Today, Hound Tor Deserted Medieval Village is open to the public as a heritage site and tourist attraction, where visitors can explore the ruins and learn about the history of the village. Several information panels and displays provide insights into the daily lives of the villagers who once inhabited the site, as well as offering some broader social and economic context of the period.
Visitors to Hound Tor Deserted Medieval Village can also enjoy the spectacular natural scenery of Dartmoor, with panoramic views of the surrounding landscape and the nearby Hound Tor. The site is particularly popular with history enthusiasts, walkers, and hikers, as well as those interested in the archaeology and heritage of the area.
Kirkham House was built in the 19th century and has since been converted into a museum and exhibition space. The building features traditional architecture and is a popular spot for visitors to learn about the history of the area.
The house is notable for its impressive architecture, which includes a fine stone doorway, an ornate plaster ceiling, and a series of intricately carved oak screens. The interior of the house has been well-preserved over the centuries and provides a fascinating insight into the domestic life of the Tudor period.
Today, Kirkham House is open to the public as a museum and visitor attraction, where visitors can explore the interior of the house and learn about its history and architecture. The site includes a range of exhibits and displays that provide insights into the lives of the people who once lived in the house, as well as the broader social and cultural context of the Tudor period.
Kirkham House is truly a unique and fascinating example of Tudor architecture and provides valuable insight into the social and cultural history of South Devon. The site is particularly popular with history enthusiasts and architecture lovers.
Built in the late 17th century and a rare example of early Quaker architecture, the Loughwood Meeting House is one of the oldest surviving Quaker meeting houses in the country.
The meeting house is a simple, unadorned building made of local stone, with a thatched roof and a distinctive porch. Amazingly, the interior of the building has been largely preserved in its original state, with wooden benches and a raised gallery for the musicians who played during the service.
Today, Loughwood Meeting House is open to the public as a museum and visitor attraction, where visitors can learn about the history of the building and its role in the development of Quakerism in the region. The site includes a range of exhibits and displays that provide insights into the lives of the Quakers who once worshipped in the meeting house, as well as the broader social and cultural context of the period.
In addition to the meeting house itself, visitors can also explore the surrounding grounds, which include a burial ground and a range of period features and plantings. There is also a small shop selling locally made crafts and souvenirs.
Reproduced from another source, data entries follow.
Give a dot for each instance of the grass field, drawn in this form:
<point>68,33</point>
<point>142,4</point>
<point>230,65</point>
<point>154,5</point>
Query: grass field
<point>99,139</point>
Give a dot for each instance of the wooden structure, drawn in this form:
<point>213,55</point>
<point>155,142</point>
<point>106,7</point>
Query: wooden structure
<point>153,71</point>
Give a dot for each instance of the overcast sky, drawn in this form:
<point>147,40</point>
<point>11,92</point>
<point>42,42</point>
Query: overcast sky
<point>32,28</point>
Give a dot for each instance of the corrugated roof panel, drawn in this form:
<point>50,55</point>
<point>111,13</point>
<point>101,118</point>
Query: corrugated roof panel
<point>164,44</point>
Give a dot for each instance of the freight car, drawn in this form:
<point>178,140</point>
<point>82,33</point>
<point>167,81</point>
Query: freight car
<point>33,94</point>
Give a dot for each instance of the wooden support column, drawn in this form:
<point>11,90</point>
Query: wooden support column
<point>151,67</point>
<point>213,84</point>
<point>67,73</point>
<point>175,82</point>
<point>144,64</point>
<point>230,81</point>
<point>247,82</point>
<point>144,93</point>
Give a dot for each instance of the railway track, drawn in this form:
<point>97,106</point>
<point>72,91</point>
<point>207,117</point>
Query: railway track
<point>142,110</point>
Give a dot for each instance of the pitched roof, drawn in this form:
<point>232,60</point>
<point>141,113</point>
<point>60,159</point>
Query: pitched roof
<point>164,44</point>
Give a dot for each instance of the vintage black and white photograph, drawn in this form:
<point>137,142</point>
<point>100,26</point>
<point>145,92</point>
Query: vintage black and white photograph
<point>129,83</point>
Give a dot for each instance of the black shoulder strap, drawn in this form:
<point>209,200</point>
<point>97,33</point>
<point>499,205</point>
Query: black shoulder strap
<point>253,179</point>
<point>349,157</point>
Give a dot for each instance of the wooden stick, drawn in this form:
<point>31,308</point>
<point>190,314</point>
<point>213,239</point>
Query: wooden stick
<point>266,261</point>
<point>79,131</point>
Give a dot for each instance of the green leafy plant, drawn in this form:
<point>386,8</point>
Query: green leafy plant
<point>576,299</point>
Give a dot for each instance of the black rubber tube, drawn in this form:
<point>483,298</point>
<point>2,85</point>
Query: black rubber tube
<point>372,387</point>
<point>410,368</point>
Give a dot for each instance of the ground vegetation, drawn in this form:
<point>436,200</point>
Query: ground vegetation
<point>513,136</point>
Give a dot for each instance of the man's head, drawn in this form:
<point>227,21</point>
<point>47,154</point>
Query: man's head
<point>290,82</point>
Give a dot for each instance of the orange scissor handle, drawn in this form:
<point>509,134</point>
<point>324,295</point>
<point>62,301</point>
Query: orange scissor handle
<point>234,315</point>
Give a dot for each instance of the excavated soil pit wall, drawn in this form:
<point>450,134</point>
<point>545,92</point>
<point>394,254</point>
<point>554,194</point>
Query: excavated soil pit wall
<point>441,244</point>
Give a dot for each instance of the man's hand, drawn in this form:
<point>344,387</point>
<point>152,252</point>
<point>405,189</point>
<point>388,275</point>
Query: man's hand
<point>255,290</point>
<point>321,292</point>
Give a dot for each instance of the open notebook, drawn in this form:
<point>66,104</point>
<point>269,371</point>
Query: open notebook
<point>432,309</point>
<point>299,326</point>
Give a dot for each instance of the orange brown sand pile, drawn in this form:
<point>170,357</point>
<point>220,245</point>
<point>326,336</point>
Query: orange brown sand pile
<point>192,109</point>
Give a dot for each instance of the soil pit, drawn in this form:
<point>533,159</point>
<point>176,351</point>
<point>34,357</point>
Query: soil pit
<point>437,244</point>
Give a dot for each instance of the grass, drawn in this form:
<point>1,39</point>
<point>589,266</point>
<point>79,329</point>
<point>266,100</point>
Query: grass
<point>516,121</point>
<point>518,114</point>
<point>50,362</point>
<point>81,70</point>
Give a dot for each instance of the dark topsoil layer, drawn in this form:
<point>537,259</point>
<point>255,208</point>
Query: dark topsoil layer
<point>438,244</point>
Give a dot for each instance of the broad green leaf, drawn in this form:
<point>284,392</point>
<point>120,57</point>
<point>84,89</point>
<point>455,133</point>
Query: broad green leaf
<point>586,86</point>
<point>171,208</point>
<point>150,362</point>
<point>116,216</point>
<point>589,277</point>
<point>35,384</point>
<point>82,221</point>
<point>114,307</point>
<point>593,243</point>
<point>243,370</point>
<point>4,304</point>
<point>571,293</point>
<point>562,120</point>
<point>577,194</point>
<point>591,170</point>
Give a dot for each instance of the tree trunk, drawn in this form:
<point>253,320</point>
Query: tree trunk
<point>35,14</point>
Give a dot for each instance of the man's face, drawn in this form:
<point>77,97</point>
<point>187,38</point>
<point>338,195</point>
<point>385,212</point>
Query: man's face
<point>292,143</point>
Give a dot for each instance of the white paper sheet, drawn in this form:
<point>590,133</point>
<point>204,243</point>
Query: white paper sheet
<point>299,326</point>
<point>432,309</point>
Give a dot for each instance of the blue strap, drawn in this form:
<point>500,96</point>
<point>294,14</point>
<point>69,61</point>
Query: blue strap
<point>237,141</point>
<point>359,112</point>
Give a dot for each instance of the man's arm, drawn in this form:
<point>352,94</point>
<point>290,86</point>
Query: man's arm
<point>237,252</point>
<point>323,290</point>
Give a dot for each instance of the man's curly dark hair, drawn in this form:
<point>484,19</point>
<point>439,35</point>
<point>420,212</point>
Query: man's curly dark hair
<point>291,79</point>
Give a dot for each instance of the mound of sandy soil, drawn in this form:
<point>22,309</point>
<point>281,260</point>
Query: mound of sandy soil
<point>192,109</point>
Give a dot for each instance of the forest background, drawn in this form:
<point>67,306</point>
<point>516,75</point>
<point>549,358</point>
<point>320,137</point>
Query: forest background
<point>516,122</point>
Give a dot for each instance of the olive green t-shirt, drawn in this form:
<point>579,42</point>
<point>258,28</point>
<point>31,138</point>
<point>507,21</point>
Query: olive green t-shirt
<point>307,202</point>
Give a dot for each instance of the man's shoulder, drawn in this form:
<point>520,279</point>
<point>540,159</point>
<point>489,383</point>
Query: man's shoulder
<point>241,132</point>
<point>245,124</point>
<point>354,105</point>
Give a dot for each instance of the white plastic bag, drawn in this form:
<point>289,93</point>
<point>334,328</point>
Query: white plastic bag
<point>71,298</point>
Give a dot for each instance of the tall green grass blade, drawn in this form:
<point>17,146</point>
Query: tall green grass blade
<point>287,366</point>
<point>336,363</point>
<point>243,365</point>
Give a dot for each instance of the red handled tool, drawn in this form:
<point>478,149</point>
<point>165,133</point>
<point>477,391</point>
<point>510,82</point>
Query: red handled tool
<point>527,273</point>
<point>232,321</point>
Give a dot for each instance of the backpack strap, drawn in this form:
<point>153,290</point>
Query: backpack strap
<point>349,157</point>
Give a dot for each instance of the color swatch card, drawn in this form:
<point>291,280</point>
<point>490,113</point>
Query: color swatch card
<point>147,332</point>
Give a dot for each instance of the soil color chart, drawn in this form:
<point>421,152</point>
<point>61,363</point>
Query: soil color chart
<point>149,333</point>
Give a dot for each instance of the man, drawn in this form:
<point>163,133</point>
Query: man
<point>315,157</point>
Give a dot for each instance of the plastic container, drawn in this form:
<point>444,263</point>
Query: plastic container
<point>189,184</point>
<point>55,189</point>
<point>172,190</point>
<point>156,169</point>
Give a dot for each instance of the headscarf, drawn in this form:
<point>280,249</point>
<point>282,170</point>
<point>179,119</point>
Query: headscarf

The Royal Citadel was built in the mid-17th century in response to the perceived threat of a Dutch invasion during the Second Anglo-Dutch War. It was designed to be an imposing and impregnable fortification, with a series of ramparts, bastions, and walls, and served as a key military stronghold in the region for centuries.
Today, the Royal Citadel is still an active military installation, although parts of the site are open to the public for guided tours. Visitors can explore the ramparts and bastions, as well as the interior of the fortification, which includes a range of exhibits and displays related to the history of the Citadel and its role in the defense of Plymouth.
One of the highlights of a visit to the Royal Citadel is the Changing of the Guard ceremony, which takes place every day at noon, weather permitting. This colorful and traditional event features the guard parading through the streets of Plymouth, accompanied by a military band, before taking up their position at the Citadel.